From 0ebdcf5916a66ed0b66074edbd39be8b5be07d85 Mon Sep 17 00:00:00 2001
From: dev-claudecode <dev-claudecode@cc-connect.local>
Date: Wed, 1 Jul 2026 17:18:12 +0000
Subject: [PATCH] fix(qq): route long Send() through HTTP to dodge 15s WS
 timeout (#1474)
MIME-Version: 1.0
Content-Type: text/plain; charset=UTF-8
Content-Transfer-Encoding: 8bit

Long replies (~2.5KB+) always tripped the hardcoded 15s timeout in
callAPI because the OneBot readLoop serves both inbound events and
outbound replies — long sends queue behind inbound traffic and stall.

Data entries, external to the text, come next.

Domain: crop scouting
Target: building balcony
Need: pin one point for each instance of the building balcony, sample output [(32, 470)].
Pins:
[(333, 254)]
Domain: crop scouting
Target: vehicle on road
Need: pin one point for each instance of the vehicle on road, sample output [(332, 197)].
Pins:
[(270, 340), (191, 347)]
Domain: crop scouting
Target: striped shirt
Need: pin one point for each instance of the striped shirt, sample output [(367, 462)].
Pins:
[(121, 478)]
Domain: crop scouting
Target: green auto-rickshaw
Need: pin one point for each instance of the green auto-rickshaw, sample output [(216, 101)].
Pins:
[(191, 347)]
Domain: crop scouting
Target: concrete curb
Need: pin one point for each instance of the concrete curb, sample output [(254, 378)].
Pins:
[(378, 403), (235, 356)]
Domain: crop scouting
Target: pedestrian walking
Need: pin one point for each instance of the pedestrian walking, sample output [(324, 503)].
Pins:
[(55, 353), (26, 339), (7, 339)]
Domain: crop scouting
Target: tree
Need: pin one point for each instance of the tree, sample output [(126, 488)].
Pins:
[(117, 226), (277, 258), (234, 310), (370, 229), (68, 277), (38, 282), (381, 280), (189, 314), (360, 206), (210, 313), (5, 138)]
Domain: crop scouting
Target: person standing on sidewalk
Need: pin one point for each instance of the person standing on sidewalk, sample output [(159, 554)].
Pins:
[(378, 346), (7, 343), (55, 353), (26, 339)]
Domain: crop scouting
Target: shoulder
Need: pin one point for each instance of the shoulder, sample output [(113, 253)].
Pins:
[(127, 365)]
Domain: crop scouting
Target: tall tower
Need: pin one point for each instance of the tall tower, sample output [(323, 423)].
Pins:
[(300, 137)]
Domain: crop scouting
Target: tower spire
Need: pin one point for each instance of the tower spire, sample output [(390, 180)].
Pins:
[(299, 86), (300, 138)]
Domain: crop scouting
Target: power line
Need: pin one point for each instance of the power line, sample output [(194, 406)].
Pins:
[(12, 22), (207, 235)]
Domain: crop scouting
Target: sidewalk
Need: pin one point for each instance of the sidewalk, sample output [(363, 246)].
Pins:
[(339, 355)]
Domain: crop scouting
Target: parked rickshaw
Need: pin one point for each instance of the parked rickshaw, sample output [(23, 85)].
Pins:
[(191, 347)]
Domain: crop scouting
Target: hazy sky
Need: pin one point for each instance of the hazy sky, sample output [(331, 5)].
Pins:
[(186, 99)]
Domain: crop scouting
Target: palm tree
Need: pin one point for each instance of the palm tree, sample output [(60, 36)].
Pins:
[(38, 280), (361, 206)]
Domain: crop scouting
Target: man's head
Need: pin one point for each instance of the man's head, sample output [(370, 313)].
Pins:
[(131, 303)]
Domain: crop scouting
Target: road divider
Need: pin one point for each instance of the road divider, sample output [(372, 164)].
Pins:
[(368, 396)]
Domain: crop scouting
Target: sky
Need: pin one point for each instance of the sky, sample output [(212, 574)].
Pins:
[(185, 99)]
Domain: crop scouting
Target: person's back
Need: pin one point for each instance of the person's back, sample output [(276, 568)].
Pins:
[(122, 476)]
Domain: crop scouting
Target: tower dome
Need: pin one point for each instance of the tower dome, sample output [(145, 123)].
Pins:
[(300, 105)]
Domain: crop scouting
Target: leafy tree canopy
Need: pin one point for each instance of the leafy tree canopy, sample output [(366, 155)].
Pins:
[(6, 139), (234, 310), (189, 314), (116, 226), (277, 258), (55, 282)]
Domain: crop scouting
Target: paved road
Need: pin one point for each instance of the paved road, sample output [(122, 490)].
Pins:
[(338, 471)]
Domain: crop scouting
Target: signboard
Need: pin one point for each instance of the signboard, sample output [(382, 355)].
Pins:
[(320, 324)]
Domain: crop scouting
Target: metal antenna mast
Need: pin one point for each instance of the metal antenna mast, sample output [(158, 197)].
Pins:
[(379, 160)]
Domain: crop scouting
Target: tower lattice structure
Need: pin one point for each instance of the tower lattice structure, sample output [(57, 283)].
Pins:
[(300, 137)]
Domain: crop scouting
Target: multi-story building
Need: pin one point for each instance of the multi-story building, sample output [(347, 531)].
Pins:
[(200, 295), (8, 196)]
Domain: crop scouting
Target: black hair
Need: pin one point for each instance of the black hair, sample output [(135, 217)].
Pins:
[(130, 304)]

New `send_via_http` config knob (default "auto"):

  - "auto"   → WS for <=512 byte messages, HTTP for longer ones.
               Falls back to WS when http_url is unset.
  - "always" → always HTTP (requires http_url); falls back to WS when
               absent so unconfigured deployments still deliver.
  - "never"  → always WebSocket, even for long messages.

SendFile() and SendImage() are unaffected — separate code paths.

Tests cover: short-msg WS path, long-msg HTTP fallback (2500B),
private-vs-group, threshold boundary, mode=always/never, auto with
no http_url, invalid config value (falls back to auto), and a
table-driven shouldUseHTTP test.
---
 CHANGELOG.md           |   1 +
 config.example.toml    |  14 ++
 platform/qq/qq.go      |  63 ++++++++-
 platform/qq/qq_test.go | 289 +++++++++++++++++++++++++++++++++++++++++
 4 files changed, 363 insertions(+), 4 deletions(-)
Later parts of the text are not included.